Monday, March 12, 2012

Literature Circles

I love reading and want my students to become independent readers. One of the biggest things I push in my classroom is having reactions to text. We talk a lot about listening to our inner reading voice when it says things like "Yuck, Wow, Weird, or All Right!" Literature circles is a great way to do read and response when it is left up to the students.

I started introducing the concept of a literature circle right after Christmas. At this time we were deep into our reading tracks and understanding the different types of responses. This made it easy because when I introduce the jobs the students were already familiar with the strategy.  For example, our visualizations are similar to the artist. Our discussion director facilitates questions. You get the idea, right?

Well here is how we do literature circles in my room. They are so much fun. It starts on Monday. I do a quick book talk on the selections for the week. There are three choices. Each group has six kids in it. I have added a new student recently but it hasn't been a problem yet so there are times that a group will have seven kids in it.

I display the books throughout the morning and the kids can look over them during our Daily 5 time. This helps them choose a just right book or one that interests them. I do not emphasize levels during literature circles because we have done minilessons addressing how to find a group member to help you read when a book becomes challenging.

Now that the kids are familiar with the books we take some time to choose a book AND job. I let them have complete control over it. This is how I do it. I have clothespins with the kids names on them. After lunch the clothespins are passed out. I call the kids by tables and let them choose a book and job. The jobs are Connector, Performer, Discussion Director, Artist, Word Finder, and Storyteller. The kids clip their clothespin on the job they want with the appropriate book.

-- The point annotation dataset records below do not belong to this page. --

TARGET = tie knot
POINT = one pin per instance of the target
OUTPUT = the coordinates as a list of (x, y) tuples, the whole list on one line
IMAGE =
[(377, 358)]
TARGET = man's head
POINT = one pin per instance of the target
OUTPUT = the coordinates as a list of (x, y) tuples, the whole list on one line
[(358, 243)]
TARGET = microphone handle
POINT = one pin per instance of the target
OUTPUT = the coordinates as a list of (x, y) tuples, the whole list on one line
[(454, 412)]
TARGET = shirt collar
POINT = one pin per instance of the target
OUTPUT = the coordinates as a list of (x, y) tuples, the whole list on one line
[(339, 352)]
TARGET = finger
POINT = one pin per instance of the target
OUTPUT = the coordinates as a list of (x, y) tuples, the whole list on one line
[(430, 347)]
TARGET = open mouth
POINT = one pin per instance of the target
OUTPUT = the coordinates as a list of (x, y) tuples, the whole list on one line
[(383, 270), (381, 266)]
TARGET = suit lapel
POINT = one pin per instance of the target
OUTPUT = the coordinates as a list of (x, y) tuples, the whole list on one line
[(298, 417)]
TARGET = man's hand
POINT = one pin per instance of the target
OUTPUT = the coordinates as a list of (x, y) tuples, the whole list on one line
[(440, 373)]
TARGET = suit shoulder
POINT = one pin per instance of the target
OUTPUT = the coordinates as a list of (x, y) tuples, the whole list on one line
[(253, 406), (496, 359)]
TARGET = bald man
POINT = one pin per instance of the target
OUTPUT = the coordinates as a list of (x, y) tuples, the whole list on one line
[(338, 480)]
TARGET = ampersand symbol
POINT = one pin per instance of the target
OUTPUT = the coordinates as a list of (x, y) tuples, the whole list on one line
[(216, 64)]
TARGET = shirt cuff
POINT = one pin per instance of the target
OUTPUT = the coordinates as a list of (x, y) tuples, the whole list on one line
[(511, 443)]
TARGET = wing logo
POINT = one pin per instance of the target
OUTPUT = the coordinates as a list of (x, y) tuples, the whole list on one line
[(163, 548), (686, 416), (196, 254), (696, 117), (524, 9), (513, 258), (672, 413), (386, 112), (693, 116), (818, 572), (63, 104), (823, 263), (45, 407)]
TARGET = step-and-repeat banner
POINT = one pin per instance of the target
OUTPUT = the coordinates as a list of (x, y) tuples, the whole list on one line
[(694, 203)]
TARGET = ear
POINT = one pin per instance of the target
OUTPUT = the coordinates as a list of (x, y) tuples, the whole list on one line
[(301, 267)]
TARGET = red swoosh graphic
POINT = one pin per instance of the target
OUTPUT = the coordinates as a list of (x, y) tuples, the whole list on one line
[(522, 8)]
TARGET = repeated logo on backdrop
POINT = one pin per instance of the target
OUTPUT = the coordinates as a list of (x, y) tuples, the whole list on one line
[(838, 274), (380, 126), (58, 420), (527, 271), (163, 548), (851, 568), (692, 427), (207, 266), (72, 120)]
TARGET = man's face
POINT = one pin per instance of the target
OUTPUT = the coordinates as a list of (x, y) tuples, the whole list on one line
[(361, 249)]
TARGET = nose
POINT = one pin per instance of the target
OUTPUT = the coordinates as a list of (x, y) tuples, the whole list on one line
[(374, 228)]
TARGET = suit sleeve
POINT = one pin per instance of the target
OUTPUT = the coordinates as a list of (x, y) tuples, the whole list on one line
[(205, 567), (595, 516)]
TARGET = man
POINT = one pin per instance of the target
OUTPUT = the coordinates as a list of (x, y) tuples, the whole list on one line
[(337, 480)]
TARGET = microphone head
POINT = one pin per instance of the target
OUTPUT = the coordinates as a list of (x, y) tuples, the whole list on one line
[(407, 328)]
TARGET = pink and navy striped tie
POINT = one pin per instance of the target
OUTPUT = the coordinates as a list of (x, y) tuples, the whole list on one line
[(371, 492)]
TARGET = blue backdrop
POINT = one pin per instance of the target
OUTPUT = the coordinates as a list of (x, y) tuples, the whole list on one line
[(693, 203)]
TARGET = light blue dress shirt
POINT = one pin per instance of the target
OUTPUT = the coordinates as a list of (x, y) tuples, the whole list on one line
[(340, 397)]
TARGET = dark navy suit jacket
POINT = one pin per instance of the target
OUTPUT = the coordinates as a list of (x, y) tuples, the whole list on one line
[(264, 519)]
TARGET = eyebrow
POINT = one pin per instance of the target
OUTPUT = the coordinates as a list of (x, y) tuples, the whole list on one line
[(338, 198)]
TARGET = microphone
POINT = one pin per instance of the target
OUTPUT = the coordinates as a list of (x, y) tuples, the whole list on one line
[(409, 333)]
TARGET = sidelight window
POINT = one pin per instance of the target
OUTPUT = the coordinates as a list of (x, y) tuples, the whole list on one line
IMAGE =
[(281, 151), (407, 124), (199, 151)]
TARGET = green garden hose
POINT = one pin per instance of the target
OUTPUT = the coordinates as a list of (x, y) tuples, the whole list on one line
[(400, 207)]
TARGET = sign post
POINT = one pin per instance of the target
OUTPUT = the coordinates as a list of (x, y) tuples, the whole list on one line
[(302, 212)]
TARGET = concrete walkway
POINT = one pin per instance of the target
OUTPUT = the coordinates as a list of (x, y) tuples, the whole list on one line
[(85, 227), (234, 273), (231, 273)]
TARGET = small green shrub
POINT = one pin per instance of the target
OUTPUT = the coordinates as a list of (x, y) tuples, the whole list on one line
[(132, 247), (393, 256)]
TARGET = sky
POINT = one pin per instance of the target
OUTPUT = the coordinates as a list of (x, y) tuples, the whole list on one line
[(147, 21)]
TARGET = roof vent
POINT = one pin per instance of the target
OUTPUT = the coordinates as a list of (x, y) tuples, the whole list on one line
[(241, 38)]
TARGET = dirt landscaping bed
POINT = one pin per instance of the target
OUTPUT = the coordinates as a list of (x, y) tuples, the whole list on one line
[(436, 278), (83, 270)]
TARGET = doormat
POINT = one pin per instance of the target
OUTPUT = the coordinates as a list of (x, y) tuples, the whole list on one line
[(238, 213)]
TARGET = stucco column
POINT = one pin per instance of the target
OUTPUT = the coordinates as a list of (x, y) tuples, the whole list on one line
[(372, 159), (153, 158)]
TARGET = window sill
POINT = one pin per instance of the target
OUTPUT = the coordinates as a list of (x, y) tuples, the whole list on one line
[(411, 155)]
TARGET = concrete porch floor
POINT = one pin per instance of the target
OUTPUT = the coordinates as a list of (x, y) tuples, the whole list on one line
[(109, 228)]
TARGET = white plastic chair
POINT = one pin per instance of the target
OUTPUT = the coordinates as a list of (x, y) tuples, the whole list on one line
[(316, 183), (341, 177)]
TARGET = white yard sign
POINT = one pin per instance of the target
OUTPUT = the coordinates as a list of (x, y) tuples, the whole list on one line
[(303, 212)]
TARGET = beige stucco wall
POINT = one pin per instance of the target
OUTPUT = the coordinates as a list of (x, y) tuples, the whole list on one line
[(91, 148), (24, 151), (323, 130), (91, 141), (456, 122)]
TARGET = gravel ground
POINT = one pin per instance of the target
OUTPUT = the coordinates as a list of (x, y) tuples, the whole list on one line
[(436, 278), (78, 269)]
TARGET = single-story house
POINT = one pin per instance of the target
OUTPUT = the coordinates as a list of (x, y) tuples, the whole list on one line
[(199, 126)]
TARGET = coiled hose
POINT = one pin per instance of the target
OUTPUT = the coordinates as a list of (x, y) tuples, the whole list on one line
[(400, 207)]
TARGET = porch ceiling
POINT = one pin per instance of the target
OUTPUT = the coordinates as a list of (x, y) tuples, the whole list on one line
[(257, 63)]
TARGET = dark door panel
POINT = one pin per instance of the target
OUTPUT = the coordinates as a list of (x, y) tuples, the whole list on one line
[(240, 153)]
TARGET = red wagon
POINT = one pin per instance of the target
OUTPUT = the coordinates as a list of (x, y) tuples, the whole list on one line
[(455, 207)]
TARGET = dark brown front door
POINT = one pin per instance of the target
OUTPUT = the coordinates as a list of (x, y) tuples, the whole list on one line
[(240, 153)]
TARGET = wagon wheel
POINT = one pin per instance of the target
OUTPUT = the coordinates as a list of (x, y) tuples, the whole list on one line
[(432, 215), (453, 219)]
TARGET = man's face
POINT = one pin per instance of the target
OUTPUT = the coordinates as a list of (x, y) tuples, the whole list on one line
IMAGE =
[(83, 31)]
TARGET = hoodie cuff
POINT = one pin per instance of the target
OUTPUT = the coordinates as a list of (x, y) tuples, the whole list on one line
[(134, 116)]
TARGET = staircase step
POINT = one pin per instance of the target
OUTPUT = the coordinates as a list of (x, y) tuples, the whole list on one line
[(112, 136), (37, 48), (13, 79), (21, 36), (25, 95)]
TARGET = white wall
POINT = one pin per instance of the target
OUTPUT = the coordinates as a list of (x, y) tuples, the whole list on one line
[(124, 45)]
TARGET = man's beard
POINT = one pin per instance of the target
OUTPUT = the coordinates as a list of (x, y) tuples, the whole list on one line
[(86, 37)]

The different colors help distinguish groups. I printed the job titles on address labels and left the large label in the middle blank. Every week I write the new title using an Expo marker. The numbers beside each job title help me to organize which child has which book. This way I can easily pin point at the end of the week who still needs to return their books. It's simple - I just put a post it note on the inside cover of the book with the number one and I make sure whoever is the connector for that group gets book one.

You can see here that I have two students that will be the performer. A neat thing that I didn't count on was the students organizing themselves within the group based on their book number. They are great at taking turns just going off of the numbers of their books.
I usually give the students all day on Tuesday to read over their books. They also get most of Wednesday to read over their books. On Wednesday afternoon I allow them to begin their job paper. I make them wait to ensure that they do read the book. I store the job papers in the pocket chart below. I got this from Office Max. I found the job papers on ProTeacher a long time ago, but I was sad to see they are not there now. I do know that you can do a google search and find some pretty basic ones.
This chart is great because it has a magnet or you can use 3M hooks to hang it. Mine hangs on my air conditioner.
The students take the remainder of Wednesday and Thursday to finish their jobs. I have provided a notebook full of job papers that we completed as examples for references. It's helpful because students are likely to serve a different role from week to week so it's useful to have this notebook as a refresher.

On Friday we get to share about the books. I don't get too involved other than to police to be sure that we are not spending too long on one person's role. The students are good about paying attention to one another. They also enjoy a break from some of the other parts of our day to just have a 'grown up' conversation about a book they selected on their own. Here are a few action shots of our most recent literature circle.

Asking and answering questions.

Retelling the story to a very attentive group.

Making connections - it appears it was something funny.

Acting like a bird that is doing some good thinking.

More performances but this group had a book about cowboys.

So, please share with me some of your ideas for literature circles! I'm very interested to see how other second grade classes run them. This is my second year of trying them and I feel like they are far improved but have a long way to go to be what they could be.


  1. I did Literature Circle with my above-grade level readers last year with chapter books. It was VERY hard to find anything at the primary level! (Before, I had done them in fourth grade). I love that you are using shorter books with them, though! I'm wondering if I need to bring my binder back out and do them with my on to below groups this year! I created my sheets and they're on my TpT store if you want to check them out! I have some similar roles and others are based off of "Strategies that Work" including Predictor, Connector, Visualizer, etc. I like the "Performer" one, though! That is neat! My kids always like to be Discussion Director and Character Captain! :)

    1. Our bookroom at school has lots of six packs right down to a level A . My kids have loved it. Thanks for following me. I will check out your role sheets.